There have been (and still are) groups of people in the world for whom eating human flesh is a sacred act. They might even believe that our pumping the bodies of the deceased full of embalming chemicals and burying them in reinforced boxes is cruel, disrespectful, and wasteful. I bring this up not to promote cannibalism but to illustrate that humankind has developed a wide array of dietary practices and rituals surrounding those practices. It’s not really fair for any of us to claim that our own way of eating is the “only” right or ethical way. We’re all doing the best we can to survive within the framework of our environment, upbringing, spiritual beliefs, genetic inheritance, and personal tastes and preferences.
Yesterday I told my husband that I wanted to start including a statement like this in my prayer before each meal: “We are grateful to the plants and animals who gave their lives so that we could eat this food.” He tried not to, but he couldn’t stifle a bit of a laugh. It’s a normal human response to things that feel a bit strange. Fortunately for me, he’s gotten good at embracing my ever-evolving weirdness.

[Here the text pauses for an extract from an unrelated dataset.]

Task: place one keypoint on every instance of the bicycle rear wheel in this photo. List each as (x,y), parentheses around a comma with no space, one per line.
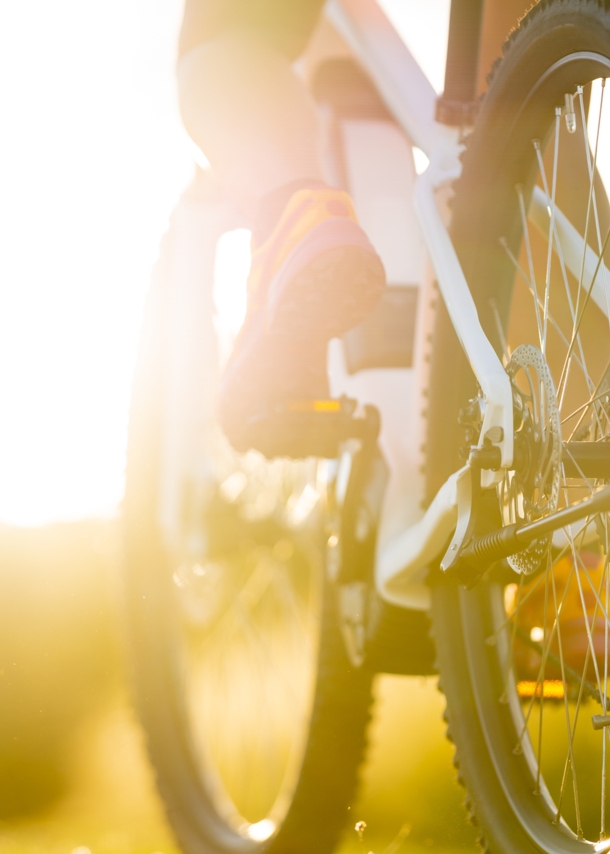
(524,657)
(255,720)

Jesus ate fish. John the Baptist ate locusts. Lehi’s family survived on raw meat in the wilderness. You can eat animals and be spiritual. You can eat meat and have respect and love for all living things. The “circle of life” isn’t just a Lion King cliche. It’s real. Everything has to eat, and everything will eventually become what something else eats. Plants “eat” too. We don’t fault dogs or cats for being carnivores. We don’t fault frogs for eating insects (or baby turtles or each other). We don’t fault herbivores for eating what their bodies need either. How do these animals know what their bodies need? The same way any of us knows what our bodies need.